I simplified the model down as far as I could while still getting this error. I can sample through my function and generate what looks to be perfectly fine samples of the u/“spprop2” variable, but as soon as I try to use that as a parameter for a subsequent distribution this error occurs. Most of the hits for this error seem to be about overflows resulting from extreme priors. I don’t have any observedRVs in my model at this point, and everything up to the K distribution behaves like I would expect and the samples of u look perfectly fine and don’t seem like they would cause any overflows.

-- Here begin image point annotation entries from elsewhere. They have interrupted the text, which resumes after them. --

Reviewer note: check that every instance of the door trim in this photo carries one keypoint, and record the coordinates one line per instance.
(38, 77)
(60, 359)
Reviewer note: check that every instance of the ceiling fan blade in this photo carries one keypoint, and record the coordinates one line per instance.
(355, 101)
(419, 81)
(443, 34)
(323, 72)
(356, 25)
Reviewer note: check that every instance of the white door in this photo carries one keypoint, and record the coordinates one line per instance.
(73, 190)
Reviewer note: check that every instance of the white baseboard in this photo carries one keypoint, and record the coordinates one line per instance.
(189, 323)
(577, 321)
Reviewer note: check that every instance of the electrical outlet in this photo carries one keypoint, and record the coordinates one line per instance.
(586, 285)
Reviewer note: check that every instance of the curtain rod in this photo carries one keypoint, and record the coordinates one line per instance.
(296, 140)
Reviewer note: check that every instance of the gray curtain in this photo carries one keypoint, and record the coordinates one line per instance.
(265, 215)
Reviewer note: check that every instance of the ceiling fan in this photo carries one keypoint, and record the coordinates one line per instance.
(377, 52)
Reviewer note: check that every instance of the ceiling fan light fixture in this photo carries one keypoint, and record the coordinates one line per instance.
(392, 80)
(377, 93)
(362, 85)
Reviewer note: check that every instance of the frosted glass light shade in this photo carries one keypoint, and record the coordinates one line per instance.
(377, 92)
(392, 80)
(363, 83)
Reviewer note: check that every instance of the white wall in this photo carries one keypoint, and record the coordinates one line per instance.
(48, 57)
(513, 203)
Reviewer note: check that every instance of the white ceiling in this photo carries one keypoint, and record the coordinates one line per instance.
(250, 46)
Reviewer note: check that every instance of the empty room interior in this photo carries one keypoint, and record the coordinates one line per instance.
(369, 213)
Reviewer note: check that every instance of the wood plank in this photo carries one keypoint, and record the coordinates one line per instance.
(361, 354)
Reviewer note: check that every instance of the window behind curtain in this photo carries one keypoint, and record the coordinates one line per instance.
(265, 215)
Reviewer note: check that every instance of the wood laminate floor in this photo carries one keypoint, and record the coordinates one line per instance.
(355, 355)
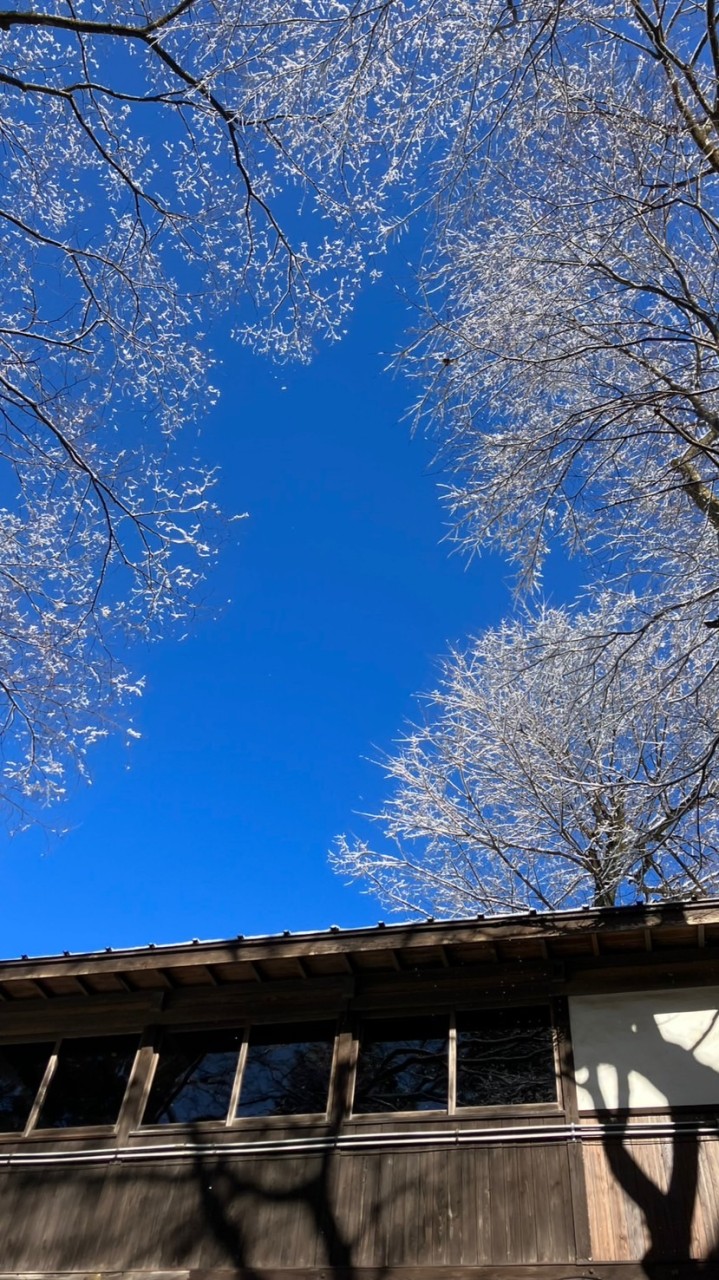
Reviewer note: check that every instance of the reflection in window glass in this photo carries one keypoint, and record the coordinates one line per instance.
(287, 1070)
(88, 1083)
(193, 1078)
(504, 1056)
(402, 1066)
(22, 1068)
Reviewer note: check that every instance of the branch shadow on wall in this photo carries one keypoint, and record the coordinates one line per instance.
(668, 1207)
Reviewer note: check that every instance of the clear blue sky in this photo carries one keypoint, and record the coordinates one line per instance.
(257, 727)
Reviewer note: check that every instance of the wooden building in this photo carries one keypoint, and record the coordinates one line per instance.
(511, 1098)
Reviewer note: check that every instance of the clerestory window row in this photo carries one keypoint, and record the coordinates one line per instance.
(498, 1057)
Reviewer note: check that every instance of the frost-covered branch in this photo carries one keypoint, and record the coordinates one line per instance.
(560, 762)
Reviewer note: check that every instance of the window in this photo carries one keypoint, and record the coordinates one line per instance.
(287, 1070)
(504, 1056)
(195, 1077)
(22, 1068)
(88, 1082)
(494, 1057)
(402, 1065)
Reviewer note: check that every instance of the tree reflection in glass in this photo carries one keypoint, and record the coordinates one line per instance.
(402, 1065)
(504, 1056)
(287, 1070)
(22, 1068)
(90, 1082)
(193, 1078)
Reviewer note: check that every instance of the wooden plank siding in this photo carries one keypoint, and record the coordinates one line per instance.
(653, 1197)
(526, 1192)
(389, 1208)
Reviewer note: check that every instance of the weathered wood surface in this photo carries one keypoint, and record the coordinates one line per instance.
(390, 1208)
(653, 1198)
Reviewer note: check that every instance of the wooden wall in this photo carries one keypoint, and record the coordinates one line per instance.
(445, 1207)
(653, 1198)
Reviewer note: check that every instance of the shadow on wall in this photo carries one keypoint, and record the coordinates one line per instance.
(655, 1061)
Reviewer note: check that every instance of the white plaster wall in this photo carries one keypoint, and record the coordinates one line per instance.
(646, 1048)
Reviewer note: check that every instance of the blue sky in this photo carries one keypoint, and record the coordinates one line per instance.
(325, 613)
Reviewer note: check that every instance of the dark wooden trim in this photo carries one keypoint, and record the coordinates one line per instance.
(577, 1176)
(499, 1271)
(482, 932)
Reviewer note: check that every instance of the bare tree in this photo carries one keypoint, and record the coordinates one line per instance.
(562, 762)
(154, 159)
(572, 346)
(165, 161)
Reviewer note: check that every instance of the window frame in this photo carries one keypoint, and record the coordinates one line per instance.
(346, 1046)
(453, 1111)
(232, 1120)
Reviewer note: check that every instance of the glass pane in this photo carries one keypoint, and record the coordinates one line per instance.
(22, 1068)
(402, 1066)
(90, 1082)
(193, 1078)
(287, 1070)
(504, 1056)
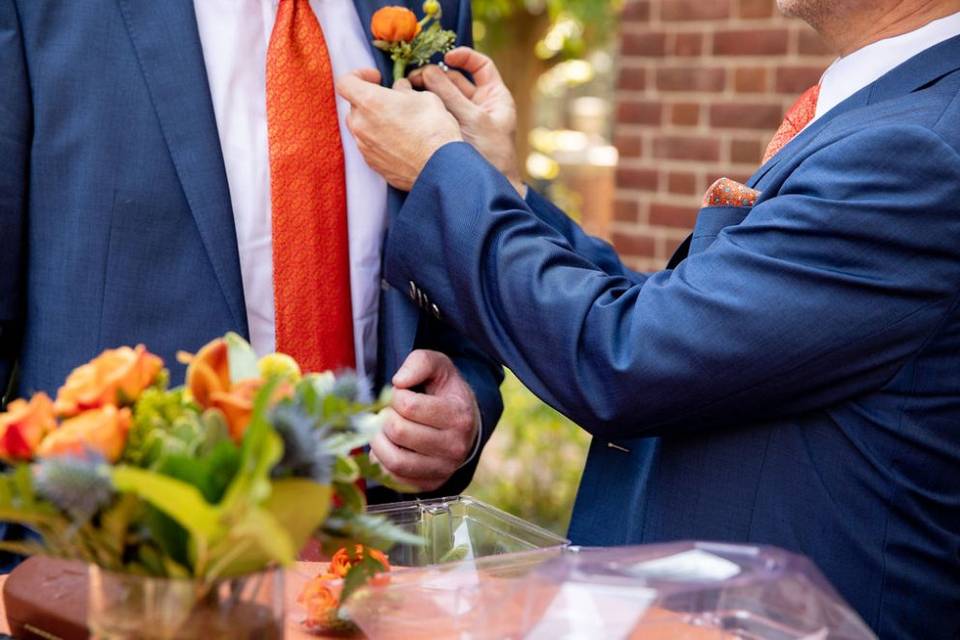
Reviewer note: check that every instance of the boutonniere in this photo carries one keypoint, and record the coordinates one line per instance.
(410, 42)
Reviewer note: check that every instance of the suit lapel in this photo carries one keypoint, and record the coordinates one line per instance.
(167, 43)
(917, 72)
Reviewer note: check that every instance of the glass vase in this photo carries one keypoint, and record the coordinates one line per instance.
(123, 606)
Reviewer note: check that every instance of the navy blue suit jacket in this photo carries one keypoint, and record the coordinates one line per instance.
(793, 380)
(115, 216)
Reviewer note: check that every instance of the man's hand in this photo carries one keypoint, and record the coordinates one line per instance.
(398, 130)
(431, 434)
(486, 111)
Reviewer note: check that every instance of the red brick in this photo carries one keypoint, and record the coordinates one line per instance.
(668, 215)
(682, 182)
(811, 44)
(626, 210)
(750, 42)
(691, 79)
(636, 11)
(640, 179)
(746, 151)
(639, 112)
(686, 44)
(686, 148)
(633, 244)
(746, 116)
(632, 79)
(644, 44)
(750, 80)
(629, 146)
(796, 80)
(676, 10)
(755, 8)
(685, 114)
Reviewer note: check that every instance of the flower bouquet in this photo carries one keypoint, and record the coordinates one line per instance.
(186, 501)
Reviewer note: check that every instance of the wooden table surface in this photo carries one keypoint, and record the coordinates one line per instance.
(293, 631)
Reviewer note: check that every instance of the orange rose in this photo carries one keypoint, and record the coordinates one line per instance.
(395, 24)
(117, 376)
(342, 561)
(208, 379)
(102, 431)
(24, 425)
(320, 600)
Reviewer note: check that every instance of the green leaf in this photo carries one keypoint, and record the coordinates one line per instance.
(242, 358)
(181, 501)
(301, 505)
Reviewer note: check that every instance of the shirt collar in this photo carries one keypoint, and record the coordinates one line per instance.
(853, 72)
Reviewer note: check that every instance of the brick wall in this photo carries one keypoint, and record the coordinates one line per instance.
(702, 85)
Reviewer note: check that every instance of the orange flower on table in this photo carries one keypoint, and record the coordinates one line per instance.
(117, 376)
(395, 24)
(209, 383)
(342, 561)
(103, 431)
(320, 599)
(24, 425)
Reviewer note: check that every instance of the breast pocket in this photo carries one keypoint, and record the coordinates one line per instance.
(710, 222)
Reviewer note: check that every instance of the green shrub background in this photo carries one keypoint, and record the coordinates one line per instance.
(532, 465)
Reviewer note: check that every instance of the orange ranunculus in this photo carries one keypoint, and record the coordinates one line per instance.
(117, 376)
(24, 425)
(394, 24)
(102, 431)
(342, 561)
(320, 599)
(208, 379)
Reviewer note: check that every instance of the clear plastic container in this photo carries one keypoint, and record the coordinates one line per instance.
(461, 528)
(680, 591)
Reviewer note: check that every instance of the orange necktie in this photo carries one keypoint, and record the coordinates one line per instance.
(798, 117)
(311, 262)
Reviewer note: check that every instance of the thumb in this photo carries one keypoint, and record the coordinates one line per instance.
(453, 99)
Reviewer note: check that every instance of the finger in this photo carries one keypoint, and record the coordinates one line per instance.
(476, 64)
(420, 438)
(420, 366)
(453, 99)
(356, 89)
(466, 87)
(408, 464)
(439, 412)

I would appreciate any feedback on this and ideas about how to resolve this error.


#2

gates = np.log10(np.array([0, 500, 3000, 7000, np.inf])) contains -inf and inf, would that be the problem?


#3

Removing those does resolve this issue, although I’m not sure why. The function f() does what I was hoping it would with infinite input there. The inf values in gates should disappear outside of the f() function, as they act to allow calculating a probability for all four splits of the input normal distributions across the entire real number range (the erf() handles them appropriately). If I make the values into very small and large numbers (even finfo(float64).eps and finfo(float64).max) it fixes this issue, so that is good.

Ultimately, I am not sure why this fixed the problem because the f() function is returning identical values, I’ll chalk it up to some Theano thing. Thank you for the pointer.


#4

Altought the function is returning same value, it can make a difference as it’s trying to take gradient of the function also. If some intermediate steps have inf I imagine it would give an error for NUTS (no error for theano necessary).